Beatitude 5 Justice League 2

 

Luke 18:2-8; Matthew 4:23-5:6

 

The Beatitudes (Matthew 5:1-12) are identified as the essential teaching of Jesus. Recorded in Matthew, within the larger section of the Sermon on the Mount (Matthew 5-7) they have always been taken seriously in the life of the Church but along a line ranging from literal to metaphorical, from concrete pragmatic directives to poetic unrealistic hopes of how heaven is. They present an inherent tension between now, and what is to come. But will we live it only in the future, or already today in the here and now?

 

Justice.
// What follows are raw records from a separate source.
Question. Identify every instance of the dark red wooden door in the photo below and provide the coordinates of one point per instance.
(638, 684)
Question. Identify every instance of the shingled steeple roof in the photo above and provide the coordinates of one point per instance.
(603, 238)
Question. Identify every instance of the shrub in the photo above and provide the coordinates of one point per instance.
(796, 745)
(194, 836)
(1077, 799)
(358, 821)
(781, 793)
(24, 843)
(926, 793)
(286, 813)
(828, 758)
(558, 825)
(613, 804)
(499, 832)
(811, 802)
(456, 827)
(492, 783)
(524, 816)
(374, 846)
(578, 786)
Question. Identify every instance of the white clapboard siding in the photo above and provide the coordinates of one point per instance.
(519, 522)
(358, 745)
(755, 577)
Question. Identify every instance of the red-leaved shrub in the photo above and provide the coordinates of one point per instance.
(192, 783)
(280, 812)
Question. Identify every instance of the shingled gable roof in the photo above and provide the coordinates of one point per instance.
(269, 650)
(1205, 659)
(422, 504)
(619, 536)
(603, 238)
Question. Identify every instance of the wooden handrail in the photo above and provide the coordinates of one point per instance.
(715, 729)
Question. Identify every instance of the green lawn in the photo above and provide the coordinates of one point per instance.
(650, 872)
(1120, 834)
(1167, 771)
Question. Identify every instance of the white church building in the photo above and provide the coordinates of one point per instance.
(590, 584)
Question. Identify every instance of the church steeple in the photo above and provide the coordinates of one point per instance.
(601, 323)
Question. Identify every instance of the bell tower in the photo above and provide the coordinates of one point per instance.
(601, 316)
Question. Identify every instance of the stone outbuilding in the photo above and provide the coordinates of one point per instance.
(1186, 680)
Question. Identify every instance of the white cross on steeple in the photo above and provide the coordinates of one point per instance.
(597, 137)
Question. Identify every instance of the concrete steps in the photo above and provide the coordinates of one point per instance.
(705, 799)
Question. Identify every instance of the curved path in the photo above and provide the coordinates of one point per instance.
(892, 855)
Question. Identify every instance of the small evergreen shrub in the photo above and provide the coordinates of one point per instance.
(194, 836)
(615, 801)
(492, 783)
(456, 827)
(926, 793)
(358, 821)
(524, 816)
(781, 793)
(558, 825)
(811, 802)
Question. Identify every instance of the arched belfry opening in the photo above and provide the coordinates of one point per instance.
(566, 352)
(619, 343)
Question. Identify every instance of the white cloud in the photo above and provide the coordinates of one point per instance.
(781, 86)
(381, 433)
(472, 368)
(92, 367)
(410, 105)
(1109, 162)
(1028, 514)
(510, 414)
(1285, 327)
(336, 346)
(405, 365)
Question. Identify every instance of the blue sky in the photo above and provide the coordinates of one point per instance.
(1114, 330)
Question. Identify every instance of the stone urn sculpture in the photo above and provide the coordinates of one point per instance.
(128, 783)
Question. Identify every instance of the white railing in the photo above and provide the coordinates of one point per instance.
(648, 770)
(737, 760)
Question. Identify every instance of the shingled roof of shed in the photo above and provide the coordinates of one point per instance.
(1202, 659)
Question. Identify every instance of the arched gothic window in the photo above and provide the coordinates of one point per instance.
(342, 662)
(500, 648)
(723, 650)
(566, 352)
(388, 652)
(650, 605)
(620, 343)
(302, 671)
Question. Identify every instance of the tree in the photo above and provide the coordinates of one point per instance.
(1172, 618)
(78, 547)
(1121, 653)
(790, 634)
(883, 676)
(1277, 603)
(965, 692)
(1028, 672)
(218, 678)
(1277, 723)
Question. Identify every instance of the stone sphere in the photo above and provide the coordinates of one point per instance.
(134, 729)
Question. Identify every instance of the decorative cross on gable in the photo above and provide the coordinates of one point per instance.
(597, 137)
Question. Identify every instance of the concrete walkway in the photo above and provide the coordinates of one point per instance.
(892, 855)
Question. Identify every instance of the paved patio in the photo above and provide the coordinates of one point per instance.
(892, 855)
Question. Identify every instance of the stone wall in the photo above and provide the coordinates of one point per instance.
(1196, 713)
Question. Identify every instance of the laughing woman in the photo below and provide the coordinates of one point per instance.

It’s a hot topic for us these days. #metoo #blacklivesmatter The recent Brett Kavanaugh Senate Vote Debacle. The notions of himapthy, conversational safety, white fragility and religious freedom. It seems that in our current polarized culture, justice is the eyes of the beholder. What can be justice for one person is lamented as injustice for another. It’s almost as if justice is a zero-sum game of winners and losers. In the text, the word [dikaiosuné] can be translated into English at both righteousness and justice, with the emphasis that it comes from God and brings us into God’s reality.

 

We’ve inherited our cultural notion of justice across time and cultures. First personified in the Egyptian goddess MAAT, justice was the force that created order out of the primordial chaos. The Greek titaness THEMIS and her Roman version of JUSTITIA give us the vision of justice as a woman, carrying a sword, and scales (first used by MAAT) personifying divine order and natural law. It’s the vision we often see outside of our courthouses. In the Bible, justice comes from God and moves us toward and with God. It’s God’s desire for us to be whole as both individual creatures and a common creation. It’s in that sense that Rev. Dr. King Jr. pronounced that “injustice anywhere is a threat to justice everywhere”. There is a link between ourselves – each other – all of creation – and God.

 

Different philosophers have seen justice as both crucial and also subjectively important. Plato thought it was the paramount virtue which established rational order. Aristotle was more nuanced thinking that justice is the mean between committing injustice and suffering it, since the one is having more than one’s share, while the other is having less. Hobbes thought that it was an artificial virtue necessary for social order, and thus a strong state (government) was necessary to provide it, as each individual wanted a different justice.

 

Today we talk about justice – and hear this passage – with two diverging connotations. First, we may hear it as primarily about personal integrity, being right with God. Or we might hear it as the pursuit of universal social, economic, racial and political justice that God demands of us. Righteousness is often associated with the private practice of doing good (or God’s word); whereas the word justice is connected with a global responsibility to make sure that everyone lives in right relationship with one another, all of creation, and God. The meanings seem opposed, or divorced from one another. In fact, justice is divorced between thinking and acting, between epistemology (how we form and justify our beliefs) and practical morality (informing our private and public behavior). But here Jesus is talking about a justice that makes the whole whole.

 

Questions for the practice of Examen & Contemplation

  • What grabs your attention in this reading?
  • Which word do you prefer for the idea of God’s wholeness: justice or righteousness? Why?
  • The parable in Luke is of an angry woman who won’t let up in asking and advocating for justice (possibly similar to the women in the elevator with Senator Flake). How do you react to anger in the expression of justice or the pleading for it? What is Jesus saying about justice in this parable?
  • How and when have you experienced justice? injustice? How did that experience move you closer to the heart of God?
  • How have you participated in bringing about justice? How did that experience bring you further into God’s presence and/or made you more whole?
  • What does this parable mean for the way that you – us – live today?